NEW YORK — Joel Whitburn, who turned his fascination with the Billboard charts right into a profession cataloging the historical past of charted music that saved gatekeepers trustworthy in regards to the efficiency of hits, has died. He was 82.
His Tuesday demise at his house in Menomonee Falls, Wisconsin, was introduced by Report Analysis, Whitburn’s publishing firm. Worker Paul Haney posted on Fb that he died “peacefully in a single day.”
Whitburn revealed lots of of books, together with many in entries of sequence like “Prime Pop Singles,” “Prime 40 Hits,” “Prime 40 Albums” and “Prime 40 Nation Hits,” serving to the entire trade with dependable chart stats and data. His books have been essential to DJs, publicists and chart nerds.
“Joel Whitburn was a titan in our discipline,” wrote Chris Molanphy, a Slate chart analyst and host of the podcast “Hit Parade,” on Twitter. “If there may be an afterworld, Joel is on prime of an inventory on the pearly gates — No. 1 with a bullet and a star. R.I.P.”
When the Billboard Sizzling 100 make its bow in 1958, Whitburn made index playing cards cataloguing all of the related data of the songs listed, monitoring their motion on the chart from week to week.
He saved it up even after getting a job at RCA doing file distribution within the mid ’60 after which determined to dedicate himself full-time to his analysis, founding Report Analysis and publishing his findings within the firm’s first launch, “Prime Pop Singles in 1970.”

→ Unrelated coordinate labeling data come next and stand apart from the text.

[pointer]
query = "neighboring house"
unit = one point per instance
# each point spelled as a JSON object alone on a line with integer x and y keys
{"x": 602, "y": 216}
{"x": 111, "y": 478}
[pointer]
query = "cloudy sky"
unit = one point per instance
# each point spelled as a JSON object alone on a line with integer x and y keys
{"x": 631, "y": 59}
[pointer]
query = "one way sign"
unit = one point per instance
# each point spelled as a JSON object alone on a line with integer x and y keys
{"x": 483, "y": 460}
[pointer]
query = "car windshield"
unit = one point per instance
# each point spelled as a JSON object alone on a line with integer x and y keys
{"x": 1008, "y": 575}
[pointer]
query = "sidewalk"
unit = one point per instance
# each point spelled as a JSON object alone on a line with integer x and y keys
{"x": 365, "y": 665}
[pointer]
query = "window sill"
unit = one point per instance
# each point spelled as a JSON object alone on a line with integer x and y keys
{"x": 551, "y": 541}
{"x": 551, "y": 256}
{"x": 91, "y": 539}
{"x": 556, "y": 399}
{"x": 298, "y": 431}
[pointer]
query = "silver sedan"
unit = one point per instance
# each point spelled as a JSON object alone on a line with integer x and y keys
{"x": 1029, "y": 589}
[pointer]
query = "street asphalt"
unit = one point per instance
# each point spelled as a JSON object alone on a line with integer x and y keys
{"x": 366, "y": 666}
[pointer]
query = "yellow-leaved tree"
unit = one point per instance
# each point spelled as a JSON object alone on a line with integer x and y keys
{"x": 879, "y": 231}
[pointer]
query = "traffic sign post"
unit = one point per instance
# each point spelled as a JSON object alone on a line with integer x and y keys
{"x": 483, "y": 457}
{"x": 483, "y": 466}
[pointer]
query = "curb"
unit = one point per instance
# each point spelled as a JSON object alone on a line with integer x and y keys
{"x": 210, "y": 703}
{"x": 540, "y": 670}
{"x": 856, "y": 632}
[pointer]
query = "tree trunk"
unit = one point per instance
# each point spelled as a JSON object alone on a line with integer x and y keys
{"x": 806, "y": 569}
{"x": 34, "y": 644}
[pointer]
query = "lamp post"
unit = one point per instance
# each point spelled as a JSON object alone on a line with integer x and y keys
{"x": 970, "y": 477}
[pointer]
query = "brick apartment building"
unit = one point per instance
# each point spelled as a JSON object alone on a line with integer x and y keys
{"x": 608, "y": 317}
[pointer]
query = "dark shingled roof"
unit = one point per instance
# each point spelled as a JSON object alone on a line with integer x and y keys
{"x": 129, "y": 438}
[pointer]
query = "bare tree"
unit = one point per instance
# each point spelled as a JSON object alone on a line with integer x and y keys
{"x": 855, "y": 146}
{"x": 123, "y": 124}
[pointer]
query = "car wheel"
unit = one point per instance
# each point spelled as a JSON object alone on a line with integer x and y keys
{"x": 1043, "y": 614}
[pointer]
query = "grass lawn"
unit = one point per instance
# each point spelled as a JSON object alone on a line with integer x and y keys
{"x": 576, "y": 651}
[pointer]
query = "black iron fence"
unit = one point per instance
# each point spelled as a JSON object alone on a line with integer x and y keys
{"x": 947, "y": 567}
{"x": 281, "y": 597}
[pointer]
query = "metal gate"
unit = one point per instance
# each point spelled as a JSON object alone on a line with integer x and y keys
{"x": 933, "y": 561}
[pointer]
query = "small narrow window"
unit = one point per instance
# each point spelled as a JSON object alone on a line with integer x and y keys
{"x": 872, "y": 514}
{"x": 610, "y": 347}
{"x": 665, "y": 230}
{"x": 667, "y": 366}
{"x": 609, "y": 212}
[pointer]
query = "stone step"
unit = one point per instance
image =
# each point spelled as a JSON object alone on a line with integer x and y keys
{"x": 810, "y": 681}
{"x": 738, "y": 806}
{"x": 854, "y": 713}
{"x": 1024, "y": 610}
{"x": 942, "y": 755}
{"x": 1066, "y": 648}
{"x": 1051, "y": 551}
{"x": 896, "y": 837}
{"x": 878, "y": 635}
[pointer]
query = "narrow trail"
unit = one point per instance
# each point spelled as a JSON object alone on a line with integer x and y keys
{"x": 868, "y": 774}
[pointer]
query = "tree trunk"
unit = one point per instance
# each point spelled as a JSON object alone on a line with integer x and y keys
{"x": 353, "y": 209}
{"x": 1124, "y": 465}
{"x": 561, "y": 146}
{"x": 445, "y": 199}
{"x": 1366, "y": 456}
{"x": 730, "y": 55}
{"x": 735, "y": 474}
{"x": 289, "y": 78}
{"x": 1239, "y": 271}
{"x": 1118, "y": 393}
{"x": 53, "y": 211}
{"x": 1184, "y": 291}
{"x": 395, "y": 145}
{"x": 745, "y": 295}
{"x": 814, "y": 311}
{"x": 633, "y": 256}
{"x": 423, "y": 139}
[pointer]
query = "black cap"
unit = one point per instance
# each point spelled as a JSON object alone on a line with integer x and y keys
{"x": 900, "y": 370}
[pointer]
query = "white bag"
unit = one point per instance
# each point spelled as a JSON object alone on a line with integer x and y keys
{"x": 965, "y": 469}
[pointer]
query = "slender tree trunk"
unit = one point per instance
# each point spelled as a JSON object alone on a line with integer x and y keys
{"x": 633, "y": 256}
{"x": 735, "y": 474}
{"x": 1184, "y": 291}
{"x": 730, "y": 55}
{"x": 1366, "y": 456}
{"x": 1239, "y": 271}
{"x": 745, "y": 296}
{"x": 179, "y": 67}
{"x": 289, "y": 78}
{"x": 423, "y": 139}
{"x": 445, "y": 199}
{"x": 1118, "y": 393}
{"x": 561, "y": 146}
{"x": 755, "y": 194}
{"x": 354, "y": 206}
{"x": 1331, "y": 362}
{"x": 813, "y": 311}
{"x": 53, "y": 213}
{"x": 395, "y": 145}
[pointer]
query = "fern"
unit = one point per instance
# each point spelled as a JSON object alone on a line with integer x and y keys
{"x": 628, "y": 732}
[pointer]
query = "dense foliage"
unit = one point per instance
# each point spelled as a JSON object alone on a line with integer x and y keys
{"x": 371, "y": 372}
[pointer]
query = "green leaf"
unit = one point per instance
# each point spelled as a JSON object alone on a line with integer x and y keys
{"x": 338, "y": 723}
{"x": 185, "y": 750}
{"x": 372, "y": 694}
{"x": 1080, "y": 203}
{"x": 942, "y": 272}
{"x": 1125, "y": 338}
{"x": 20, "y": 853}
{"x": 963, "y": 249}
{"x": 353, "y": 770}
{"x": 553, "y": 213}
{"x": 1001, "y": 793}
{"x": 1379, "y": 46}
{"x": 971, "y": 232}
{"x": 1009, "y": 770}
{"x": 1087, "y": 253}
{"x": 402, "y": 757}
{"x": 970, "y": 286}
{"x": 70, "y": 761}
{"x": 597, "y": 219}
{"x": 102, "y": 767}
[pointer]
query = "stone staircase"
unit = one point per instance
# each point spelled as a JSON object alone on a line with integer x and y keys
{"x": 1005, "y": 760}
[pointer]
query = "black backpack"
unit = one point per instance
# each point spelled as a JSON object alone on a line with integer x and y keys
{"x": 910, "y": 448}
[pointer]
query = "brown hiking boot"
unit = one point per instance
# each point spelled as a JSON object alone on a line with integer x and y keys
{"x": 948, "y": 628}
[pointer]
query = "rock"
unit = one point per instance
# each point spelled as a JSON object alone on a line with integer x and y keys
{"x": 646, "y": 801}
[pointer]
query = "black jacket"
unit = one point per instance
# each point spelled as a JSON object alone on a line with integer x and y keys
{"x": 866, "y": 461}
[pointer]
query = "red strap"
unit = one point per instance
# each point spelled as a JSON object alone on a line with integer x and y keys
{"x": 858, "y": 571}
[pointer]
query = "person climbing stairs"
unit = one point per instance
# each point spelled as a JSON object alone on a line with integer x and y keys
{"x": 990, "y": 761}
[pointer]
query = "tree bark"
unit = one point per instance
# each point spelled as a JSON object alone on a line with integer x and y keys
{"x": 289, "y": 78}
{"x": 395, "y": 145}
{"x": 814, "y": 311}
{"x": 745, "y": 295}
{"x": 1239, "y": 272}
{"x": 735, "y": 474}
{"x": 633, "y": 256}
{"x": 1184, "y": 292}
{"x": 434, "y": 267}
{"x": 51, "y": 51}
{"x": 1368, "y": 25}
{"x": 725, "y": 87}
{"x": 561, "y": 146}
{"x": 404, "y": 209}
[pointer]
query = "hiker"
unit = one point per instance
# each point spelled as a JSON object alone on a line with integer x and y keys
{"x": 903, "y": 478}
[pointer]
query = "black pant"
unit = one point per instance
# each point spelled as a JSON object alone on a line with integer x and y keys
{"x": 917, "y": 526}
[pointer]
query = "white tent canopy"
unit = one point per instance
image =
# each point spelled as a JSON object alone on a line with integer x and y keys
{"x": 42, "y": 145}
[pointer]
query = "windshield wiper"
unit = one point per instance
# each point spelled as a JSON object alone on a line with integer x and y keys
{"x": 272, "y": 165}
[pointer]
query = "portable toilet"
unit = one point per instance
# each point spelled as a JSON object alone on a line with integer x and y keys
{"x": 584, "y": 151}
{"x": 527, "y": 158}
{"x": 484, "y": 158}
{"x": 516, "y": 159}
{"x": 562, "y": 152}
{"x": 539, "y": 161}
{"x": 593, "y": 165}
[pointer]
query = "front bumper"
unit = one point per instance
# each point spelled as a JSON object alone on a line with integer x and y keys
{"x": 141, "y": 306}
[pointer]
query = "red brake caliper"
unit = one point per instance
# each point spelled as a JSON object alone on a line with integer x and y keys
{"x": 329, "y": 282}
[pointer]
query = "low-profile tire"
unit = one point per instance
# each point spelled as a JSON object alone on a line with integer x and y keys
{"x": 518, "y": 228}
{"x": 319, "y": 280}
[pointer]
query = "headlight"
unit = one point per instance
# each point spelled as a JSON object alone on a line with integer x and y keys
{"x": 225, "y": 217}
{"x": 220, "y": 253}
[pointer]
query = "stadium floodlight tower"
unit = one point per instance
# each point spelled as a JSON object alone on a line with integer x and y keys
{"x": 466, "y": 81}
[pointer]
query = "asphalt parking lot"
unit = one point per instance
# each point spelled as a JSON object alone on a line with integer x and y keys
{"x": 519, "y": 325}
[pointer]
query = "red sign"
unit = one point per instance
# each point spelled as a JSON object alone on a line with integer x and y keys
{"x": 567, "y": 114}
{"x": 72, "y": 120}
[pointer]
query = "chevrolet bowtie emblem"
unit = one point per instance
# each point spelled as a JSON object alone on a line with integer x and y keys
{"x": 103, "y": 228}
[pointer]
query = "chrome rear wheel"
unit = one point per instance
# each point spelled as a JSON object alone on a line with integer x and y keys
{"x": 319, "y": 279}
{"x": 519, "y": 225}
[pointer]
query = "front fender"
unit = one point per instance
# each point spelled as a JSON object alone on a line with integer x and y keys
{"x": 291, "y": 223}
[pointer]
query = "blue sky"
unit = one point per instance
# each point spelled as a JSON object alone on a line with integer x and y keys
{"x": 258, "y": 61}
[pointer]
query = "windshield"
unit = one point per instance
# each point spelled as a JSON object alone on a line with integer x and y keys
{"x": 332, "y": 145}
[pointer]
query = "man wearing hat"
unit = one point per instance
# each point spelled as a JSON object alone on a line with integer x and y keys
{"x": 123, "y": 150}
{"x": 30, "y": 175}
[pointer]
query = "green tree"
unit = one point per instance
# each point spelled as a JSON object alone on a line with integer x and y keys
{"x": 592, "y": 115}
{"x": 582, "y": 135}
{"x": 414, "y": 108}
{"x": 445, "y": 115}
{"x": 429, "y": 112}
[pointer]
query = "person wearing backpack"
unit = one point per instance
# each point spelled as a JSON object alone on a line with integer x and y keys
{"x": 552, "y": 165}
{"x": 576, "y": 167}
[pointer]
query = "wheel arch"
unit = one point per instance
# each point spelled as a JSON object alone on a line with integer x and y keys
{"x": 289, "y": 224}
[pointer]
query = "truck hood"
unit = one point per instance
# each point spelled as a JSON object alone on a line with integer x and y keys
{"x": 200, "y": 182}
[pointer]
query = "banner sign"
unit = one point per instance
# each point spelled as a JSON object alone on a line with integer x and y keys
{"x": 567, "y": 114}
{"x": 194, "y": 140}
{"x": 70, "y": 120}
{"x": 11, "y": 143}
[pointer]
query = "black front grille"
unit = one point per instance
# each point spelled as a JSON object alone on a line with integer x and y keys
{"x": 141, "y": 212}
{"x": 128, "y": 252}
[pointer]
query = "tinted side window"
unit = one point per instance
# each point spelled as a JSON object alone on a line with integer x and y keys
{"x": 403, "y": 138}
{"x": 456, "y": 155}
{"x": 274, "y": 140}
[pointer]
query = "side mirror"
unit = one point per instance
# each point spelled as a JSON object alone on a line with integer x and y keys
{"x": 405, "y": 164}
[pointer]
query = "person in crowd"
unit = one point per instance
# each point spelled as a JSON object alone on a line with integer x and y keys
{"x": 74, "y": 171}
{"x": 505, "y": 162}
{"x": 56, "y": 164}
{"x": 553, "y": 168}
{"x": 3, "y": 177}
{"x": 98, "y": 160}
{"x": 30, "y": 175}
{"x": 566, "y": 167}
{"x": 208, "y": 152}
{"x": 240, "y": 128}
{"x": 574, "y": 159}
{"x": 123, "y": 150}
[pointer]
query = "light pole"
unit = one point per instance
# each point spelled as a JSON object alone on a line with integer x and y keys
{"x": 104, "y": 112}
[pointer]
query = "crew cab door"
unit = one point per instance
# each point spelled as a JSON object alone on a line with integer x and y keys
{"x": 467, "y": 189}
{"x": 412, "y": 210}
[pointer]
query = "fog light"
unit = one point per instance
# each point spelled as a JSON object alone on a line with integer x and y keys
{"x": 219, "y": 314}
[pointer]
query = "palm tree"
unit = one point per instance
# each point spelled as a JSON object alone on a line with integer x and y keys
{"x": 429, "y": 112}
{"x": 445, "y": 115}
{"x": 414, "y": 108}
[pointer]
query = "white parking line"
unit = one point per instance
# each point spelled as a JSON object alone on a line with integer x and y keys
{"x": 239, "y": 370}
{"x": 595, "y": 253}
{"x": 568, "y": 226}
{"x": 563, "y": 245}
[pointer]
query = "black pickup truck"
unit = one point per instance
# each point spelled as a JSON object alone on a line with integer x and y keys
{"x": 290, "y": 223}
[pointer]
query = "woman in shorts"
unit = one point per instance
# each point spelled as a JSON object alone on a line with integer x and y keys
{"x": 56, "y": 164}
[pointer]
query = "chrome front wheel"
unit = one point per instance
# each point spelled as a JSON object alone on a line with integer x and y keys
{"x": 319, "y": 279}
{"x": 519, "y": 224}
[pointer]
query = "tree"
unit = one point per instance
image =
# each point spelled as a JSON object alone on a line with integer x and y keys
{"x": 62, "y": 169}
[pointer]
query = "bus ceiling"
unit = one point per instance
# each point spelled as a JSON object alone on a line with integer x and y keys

Whitburn had a licensing settlement with Billboard to publish his work and paid the journal a royalty. “Billboard couldn’t have requested for a greater consultant to doc the historical past of our charts than Joel Whitburn,” stated Silvio Pietroluongo, Billboard‘s SVP of Charts & Information Improvement.
Whitburn additionally was a collector and saved 150,000 singles, albums and CDs, together with each file ever listed within the Billboard Sizzling 100. He’s survived by his spouse, Fran, and their daughter, Kim Bloxdorf.